La versión resumida
- La obesidad por sí sola rara vez da derecho a percibir prestaciones del SSDI o del SSI, pero, cuando se combina con otras afecciones, suele ser el caso.
- La Seguridad Social dejó de considerar la obesidad como una afección independiente hace años. Lo que importa ahora es cómo agrava otras afecciones relacionadas, como la diabetes, las enfermedades cardíacas, los problemas articulares y el dolor crónico.
- Tu IMC no es lo que determina tu solicitud de prestación.

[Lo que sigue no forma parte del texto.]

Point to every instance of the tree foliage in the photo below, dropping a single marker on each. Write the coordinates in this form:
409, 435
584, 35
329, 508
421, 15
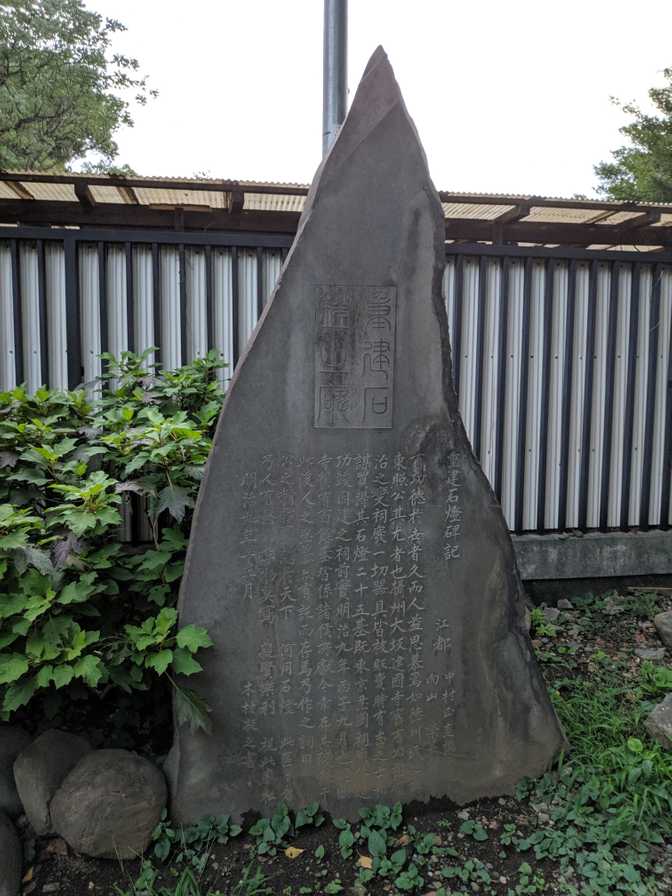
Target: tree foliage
642, 170
63, 93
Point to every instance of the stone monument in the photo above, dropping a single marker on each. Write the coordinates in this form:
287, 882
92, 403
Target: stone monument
348, 556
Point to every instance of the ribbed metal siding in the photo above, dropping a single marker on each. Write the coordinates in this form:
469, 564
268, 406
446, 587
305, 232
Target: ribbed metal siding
595, 434
562, 365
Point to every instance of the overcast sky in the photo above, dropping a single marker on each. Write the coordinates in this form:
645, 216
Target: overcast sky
508, 95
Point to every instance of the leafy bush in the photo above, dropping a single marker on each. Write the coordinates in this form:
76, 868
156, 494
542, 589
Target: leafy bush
79, 604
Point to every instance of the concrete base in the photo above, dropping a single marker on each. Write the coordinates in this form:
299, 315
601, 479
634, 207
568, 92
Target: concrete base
594, 555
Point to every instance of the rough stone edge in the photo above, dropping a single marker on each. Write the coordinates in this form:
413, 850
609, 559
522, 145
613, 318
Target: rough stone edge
593, 555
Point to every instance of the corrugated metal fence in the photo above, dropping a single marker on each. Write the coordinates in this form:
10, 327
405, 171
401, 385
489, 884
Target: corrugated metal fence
561, 358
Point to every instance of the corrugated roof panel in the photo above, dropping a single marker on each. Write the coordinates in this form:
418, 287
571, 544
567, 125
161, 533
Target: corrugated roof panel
6, 191
470, 210
561, 215
51, 192
107, 195
153, 196
618, 217
265, 202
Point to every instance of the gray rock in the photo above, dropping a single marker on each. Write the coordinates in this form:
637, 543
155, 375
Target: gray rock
348, 556
663, 623
659, 723
11, 858
109, 804
12, 740
40, 769
650, 653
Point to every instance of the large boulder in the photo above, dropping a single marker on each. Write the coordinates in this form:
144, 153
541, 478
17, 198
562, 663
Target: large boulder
11, 858
659, 723
663, 623
12, 740
109, 804
40, 769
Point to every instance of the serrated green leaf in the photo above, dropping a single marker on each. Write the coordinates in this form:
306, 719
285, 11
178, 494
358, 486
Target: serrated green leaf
78, 592
89, 668
19, 694
159, 661
12, 667
376, 843
63, 675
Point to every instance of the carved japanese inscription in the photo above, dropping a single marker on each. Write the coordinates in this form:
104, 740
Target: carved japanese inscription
351, 658
354, 356
347, 555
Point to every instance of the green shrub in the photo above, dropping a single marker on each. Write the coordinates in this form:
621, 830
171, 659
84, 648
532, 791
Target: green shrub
79, 604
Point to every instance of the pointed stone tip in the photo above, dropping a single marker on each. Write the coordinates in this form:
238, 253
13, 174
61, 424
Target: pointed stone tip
379, 55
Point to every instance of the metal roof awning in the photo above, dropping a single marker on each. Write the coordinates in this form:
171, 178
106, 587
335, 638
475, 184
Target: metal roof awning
79, 200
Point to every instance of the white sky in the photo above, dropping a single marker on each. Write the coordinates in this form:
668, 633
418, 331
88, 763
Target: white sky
507, 95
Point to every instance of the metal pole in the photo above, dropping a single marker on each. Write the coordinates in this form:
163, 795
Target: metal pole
334, 71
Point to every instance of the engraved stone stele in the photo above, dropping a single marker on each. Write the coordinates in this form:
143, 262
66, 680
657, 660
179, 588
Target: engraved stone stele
348, 556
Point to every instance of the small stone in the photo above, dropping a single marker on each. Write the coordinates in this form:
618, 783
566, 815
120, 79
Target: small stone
663, 623
12, 740
57, 847
11, 858
40, 769
650, 653
551, 614
109, 804
659, 723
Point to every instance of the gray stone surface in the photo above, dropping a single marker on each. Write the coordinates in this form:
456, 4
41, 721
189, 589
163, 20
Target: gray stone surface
109, 804
348, 556
659, 723
12, 740
11, 858
593, 555
663, 623
40, 769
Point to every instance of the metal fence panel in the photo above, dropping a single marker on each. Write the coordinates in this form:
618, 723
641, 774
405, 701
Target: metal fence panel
561, 360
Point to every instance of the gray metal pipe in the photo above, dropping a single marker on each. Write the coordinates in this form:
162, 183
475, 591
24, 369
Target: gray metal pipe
335, 58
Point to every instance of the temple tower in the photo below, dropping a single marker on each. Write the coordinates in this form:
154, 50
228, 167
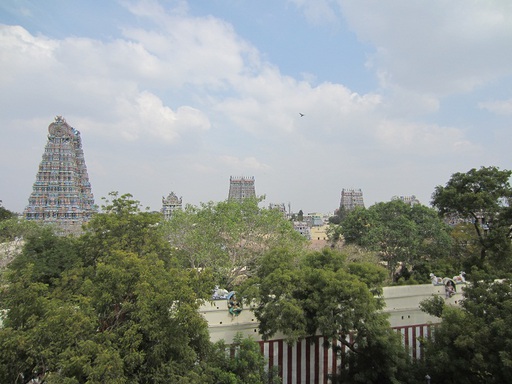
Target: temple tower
241, 188
351, 198
170, 204
62, 192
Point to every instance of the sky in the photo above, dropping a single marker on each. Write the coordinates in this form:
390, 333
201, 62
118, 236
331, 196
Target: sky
177, 96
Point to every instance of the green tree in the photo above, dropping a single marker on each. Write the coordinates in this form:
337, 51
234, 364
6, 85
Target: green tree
301, 296
123, 226
473, 343
115, 311
402, 235
229, 236
239, 363
481, 197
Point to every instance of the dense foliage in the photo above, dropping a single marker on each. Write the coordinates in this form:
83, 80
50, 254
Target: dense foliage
228, 237
473, 343
119, 304
111, 306
481, 199
320, 292
405, 237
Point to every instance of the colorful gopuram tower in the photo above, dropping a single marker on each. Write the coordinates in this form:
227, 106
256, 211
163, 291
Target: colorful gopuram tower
351, 198
170, 204
62, 192
241, 188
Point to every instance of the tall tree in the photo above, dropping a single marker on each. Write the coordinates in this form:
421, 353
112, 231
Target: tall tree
228, 236
401, 234
473, 343
321, 293
115, 311
483, 198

Lo que cuenta son tus limitaciones funcionales, es decir, lo que puedes y no puedes hacer a lo largo de una jornada laboral completa.

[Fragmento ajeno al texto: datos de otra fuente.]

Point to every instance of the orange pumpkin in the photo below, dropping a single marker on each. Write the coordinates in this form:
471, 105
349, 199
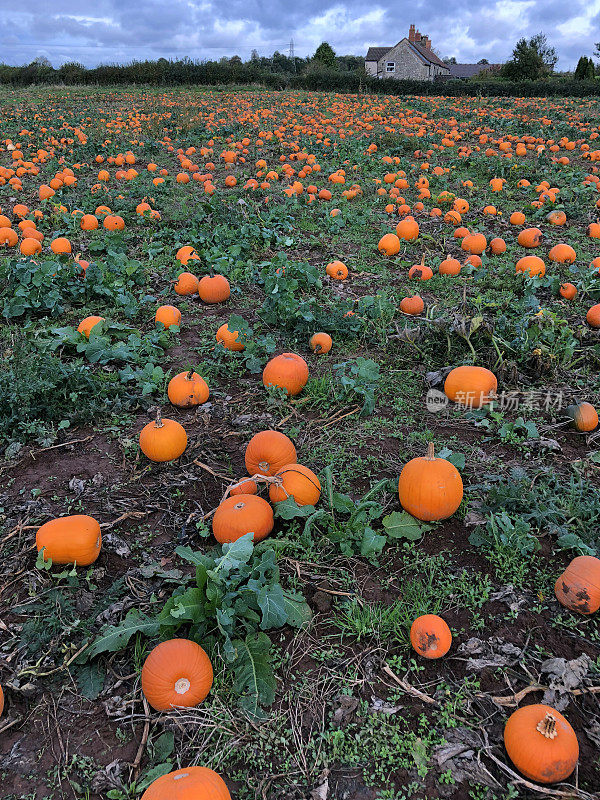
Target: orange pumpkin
533, 265
578, 588
186, 284
430, 636
430, 488
450, 266
474, 243
298, 482
321, 343
168, 315
69, 540
562, 254
188, 389
389, 244
337, 270
163, 439
86, 325
568, 291
176, 673
192, 783
593, 316
267, 452
584, 416
241, 514
470, 386
229, 339
541, 743
530, 237
407, 229
412, 305
287, 371
214, 289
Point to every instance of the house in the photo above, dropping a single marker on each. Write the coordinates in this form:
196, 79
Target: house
465, 71
411, 59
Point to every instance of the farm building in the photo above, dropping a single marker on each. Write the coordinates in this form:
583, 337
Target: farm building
412, 58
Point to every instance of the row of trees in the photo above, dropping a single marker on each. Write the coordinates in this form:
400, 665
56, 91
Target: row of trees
532, 59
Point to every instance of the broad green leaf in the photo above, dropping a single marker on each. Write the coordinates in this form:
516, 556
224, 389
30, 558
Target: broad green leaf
372, 543
254, 681
401, 525
289, 509
116, 637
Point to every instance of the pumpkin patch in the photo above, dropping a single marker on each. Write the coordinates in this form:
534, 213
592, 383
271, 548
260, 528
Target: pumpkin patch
299, 440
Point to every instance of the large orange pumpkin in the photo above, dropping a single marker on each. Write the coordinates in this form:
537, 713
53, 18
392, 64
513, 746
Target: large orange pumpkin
176, 673
288, 371
541, 743
188, 389
298, 482
430, 636
430, 488
163, 439
241, 514
470, 386
193, 783
69, 540
578, 588
267, 452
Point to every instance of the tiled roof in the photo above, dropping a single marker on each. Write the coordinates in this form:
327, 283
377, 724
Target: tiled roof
375, 53
428, 54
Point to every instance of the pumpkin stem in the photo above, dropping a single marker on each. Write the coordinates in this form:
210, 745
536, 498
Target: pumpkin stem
547, 727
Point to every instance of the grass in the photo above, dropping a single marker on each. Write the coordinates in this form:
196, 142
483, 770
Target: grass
489, 570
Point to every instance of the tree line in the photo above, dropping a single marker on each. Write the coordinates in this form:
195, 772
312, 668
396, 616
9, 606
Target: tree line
532, 60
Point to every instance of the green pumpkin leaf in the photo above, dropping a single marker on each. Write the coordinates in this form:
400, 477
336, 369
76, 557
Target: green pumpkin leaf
254, 681
116, 637
401, 525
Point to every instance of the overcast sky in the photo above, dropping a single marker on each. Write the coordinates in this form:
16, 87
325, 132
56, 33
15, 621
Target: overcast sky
121, 30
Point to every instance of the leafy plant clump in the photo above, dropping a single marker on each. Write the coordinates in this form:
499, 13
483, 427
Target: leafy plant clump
235, 597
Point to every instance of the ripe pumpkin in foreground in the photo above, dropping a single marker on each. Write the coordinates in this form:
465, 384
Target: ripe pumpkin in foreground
187, 389
176, 673
541, 743
430, 636
267, 452
86, 325
287, 371
193, 783
321, 343
163, 439
430, 488
578, 588
230, 339
298, 482
68, 540
470, 386
242, 514
168, 315
584, 416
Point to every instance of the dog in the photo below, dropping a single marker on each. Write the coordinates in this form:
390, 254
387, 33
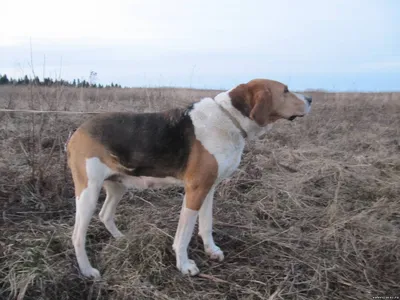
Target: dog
196, 147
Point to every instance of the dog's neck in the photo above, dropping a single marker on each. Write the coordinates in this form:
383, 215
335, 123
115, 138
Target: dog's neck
250, 128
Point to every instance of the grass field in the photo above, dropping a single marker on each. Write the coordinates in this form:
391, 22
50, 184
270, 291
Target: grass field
312, 213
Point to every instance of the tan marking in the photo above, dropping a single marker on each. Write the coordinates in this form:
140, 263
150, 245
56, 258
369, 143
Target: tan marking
81, 147
199, 176
265, 101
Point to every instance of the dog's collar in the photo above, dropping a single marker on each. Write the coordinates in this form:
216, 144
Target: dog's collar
234, 121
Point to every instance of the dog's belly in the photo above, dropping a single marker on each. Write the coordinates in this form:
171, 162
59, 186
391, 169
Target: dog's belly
145, 182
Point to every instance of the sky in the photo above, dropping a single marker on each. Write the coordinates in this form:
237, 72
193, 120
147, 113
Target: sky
337, 45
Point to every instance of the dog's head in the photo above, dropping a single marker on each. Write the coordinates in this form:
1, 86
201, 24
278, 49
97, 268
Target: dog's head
265, 101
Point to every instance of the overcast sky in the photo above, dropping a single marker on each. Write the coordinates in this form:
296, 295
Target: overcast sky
309, 44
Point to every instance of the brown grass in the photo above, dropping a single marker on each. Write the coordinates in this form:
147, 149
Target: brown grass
313, 212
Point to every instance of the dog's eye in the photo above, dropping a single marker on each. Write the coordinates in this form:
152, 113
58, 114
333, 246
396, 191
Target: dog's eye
286, 90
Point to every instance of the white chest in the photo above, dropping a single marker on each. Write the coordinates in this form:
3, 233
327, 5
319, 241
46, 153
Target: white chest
216, 135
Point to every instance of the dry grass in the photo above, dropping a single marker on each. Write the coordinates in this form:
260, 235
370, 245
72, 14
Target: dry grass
313, 212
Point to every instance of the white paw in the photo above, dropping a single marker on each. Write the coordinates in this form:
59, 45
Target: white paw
215, 253
91, 272
188, 267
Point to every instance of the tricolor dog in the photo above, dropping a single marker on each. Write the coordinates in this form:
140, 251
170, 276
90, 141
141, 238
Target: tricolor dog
196, 147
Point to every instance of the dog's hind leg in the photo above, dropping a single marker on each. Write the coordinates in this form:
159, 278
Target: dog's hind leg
114, 191
86, 201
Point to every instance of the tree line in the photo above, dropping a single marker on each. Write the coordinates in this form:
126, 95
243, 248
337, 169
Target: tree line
4, 79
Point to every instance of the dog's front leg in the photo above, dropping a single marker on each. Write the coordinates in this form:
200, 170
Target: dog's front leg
194, 198
205, 228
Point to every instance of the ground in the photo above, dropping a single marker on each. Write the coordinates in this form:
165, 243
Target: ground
312, 213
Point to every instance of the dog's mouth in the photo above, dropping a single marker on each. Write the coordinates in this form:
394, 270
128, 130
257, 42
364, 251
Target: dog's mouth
291, 118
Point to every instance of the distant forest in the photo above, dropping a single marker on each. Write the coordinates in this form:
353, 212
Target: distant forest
4, 79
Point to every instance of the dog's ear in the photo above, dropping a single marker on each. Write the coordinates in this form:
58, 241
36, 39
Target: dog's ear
262, 101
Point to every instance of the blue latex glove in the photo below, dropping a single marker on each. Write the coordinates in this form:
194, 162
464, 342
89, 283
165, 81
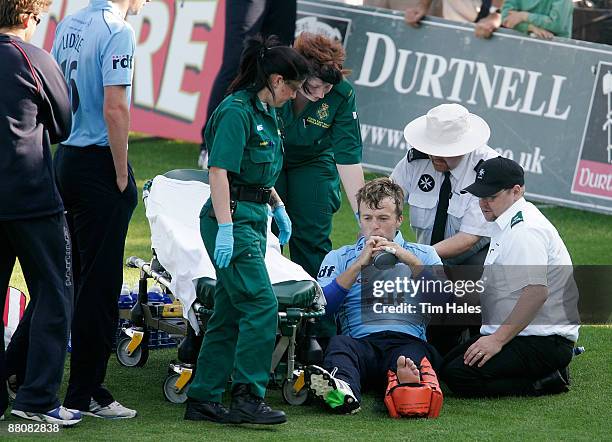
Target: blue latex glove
224, 245
284, 224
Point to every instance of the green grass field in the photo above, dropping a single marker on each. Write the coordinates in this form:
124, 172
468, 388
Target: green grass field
582, 414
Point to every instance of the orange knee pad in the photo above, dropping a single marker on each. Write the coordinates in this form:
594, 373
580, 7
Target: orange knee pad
414, 400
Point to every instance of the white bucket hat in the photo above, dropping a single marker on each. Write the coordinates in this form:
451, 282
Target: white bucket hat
447, 130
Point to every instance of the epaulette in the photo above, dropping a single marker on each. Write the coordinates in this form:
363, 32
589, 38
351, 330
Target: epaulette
414, 154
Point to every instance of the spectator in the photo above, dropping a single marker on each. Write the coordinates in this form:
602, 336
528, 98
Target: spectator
540, 18
468, 11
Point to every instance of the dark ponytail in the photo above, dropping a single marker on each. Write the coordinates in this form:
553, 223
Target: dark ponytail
262, 58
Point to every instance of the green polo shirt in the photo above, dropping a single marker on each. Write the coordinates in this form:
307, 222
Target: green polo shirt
553, 15
325, 129
243, 138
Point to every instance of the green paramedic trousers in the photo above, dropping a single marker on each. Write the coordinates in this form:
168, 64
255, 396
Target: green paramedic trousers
241, 332
311, 193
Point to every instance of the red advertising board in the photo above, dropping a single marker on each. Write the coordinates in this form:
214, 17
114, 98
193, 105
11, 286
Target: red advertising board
179, 49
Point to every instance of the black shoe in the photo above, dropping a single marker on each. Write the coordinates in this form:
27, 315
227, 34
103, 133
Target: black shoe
206, 411
555, 383
250, 409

- Los argumentos más sólidos relacionados con la obesidad se basan en la interacción de las comorbilidades. Empieza por rellenar nuestra encuesta sobre la SSD y elaboraremos contigo el expediente de discapacidad combinada.
En este artículo
- Lo que dice realmente la Seguridad Social sobre la obesidad
- Cuándo la obesidad puede ayudarte a cumplir los requisitos
- Cómo afecta la obesidad a tu capacidad para trabajar
- Cómo evalúa la Seguridad Social tu solicitud
- Pruebas médicas que pueden reforzar tu reclamación
- Errores habituales que pueden perjudicar tu reclamación
- Preguntas Frecuentes
Si estás leyendo esto, quizá te estés haciendo esta pregunta ahora mismo… ¿puede tu peso realmente darte derecho a una prestación por discapacidad? Es una pregunta que surge a menudo en nuestro despacho, y no siempre tiene una respuesta clara o sencilla. Cuando nos preguntamos si la obesidad es una discapacidad, la respuesta no es simplemente un «sí» o un «no». Depende realmente de cómo afecte tu afección a tu capacidad para desenvolverte y trabajar en tu día a día.

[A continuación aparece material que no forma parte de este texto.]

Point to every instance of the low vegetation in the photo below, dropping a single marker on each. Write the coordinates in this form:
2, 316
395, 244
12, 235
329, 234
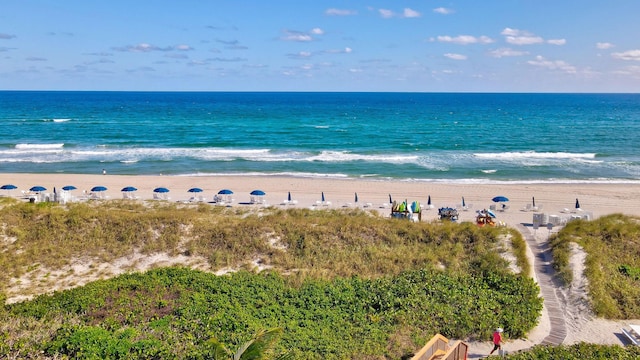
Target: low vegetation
612, 244
342, 284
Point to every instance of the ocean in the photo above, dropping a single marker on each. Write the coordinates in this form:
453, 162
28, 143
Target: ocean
441, 137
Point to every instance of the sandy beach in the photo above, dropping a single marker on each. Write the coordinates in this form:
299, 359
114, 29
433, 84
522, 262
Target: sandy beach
559, 199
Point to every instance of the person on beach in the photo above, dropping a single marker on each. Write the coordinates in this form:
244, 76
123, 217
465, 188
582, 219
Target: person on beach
497, 340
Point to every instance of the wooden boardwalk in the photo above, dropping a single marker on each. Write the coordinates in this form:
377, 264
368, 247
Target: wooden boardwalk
548, 286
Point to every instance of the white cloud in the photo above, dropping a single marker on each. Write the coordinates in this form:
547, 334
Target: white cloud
386, 13
557, 41
443, 11
406, 13
291, 35
604, 46
507, 52
552, 65
410, 13
633, 55
465, 39
339, 12
520, 37
456, 56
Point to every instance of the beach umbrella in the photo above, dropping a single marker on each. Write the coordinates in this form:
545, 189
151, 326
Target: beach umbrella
8, 187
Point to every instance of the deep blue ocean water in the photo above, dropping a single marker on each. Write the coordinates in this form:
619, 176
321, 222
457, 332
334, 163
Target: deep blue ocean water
463, 137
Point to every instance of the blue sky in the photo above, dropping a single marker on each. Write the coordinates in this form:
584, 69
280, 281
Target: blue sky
286, 45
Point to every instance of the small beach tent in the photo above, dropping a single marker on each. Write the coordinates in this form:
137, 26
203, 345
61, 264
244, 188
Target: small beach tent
8, 187
227, 194
257, 196
160, 193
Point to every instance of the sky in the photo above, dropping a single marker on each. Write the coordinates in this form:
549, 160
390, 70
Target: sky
305, 45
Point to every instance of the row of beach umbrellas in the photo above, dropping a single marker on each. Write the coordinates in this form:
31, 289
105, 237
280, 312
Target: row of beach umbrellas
100, 188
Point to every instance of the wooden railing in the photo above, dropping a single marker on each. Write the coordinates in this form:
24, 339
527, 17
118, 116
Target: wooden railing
438, 348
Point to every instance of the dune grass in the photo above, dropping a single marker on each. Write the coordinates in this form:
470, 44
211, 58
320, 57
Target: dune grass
386, 284
612, 266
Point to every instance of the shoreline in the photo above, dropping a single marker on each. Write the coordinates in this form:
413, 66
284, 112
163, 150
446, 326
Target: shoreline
553, 198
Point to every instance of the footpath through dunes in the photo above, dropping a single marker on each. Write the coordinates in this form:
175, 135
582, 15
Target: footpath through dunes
545, 275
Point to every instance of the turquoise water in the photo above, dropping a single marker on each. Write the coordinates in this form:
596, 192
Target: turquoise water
409, 136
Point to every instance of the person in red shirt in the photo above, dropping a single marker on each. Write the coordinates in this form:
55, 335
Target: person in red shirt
497, 340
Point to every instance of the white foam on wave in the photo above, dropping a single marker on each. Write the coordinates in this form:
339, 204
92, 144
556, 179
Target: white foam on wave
346, 156
534, 155
39, 146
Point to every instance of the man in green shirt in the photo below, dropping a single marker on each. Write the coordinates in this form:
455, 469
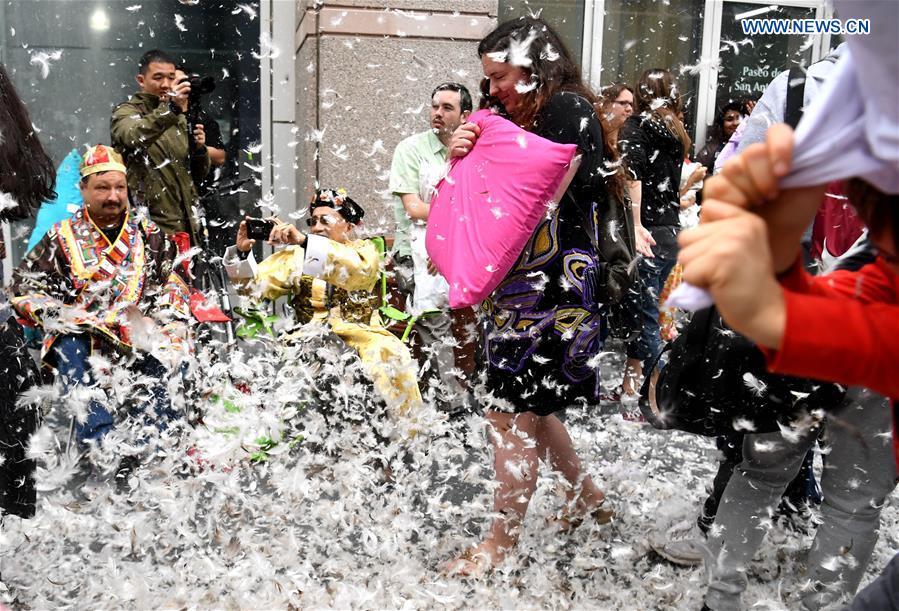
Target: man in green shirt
151, 132
419, 162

He aquí un dato que nos ayuda a ponerlo en perspectiva. Según los CDC, alrededor del 35 % de los adultos de Estados Unidos padecen obesidad. Se trata de un gran número de personas, lo que demuestra lo habitual que es esta afección. Pero, aunque sea habitual, eso no significa que todo el mundo reúna los requisitos para percibir prestaciones por discapacidad.
Lo que importa es cómo afecta la obesidad a tu vida. Si te impide mantenerte de pie, caminar, concentrarte o seguir un horario de trabajo habitual, entonces puede ser un factor relevante en tu reclamación. Ahí es donde las normas pueden resultar confusas, y precisamente por eso el equipo de Liner Legal ha elaborado esta guía.
Lo que dice realmente la Seguridad Social sobre la obesidad
Aquí es donde las cosas pueden resultar un poco confusas, ya que lo que la gente da por sentado y lo que realmente hace la Seguridad Social no siempre coinciden del todo. Cuando se pregunta si la obesidad es una discapacidad, la Administración de la Seguridad Social ya no la considera una afección independiente incluida en la lista. Eso significa que no existe una categoría específica en la que la obesidad por sí sola te dé automáticamente derecho a recibir prestaciones.
Pero eso no significa que se ignore. Sigue siendo un factor muy importante a la hora de evaluar tu solicitud. La Seguridad Social eliminó la obesidad de su lista oficial hace años, pero sigue teniéndola en cuenta a la hora de analizar cómo afecta tu estado de salud a tu capacidad funcional.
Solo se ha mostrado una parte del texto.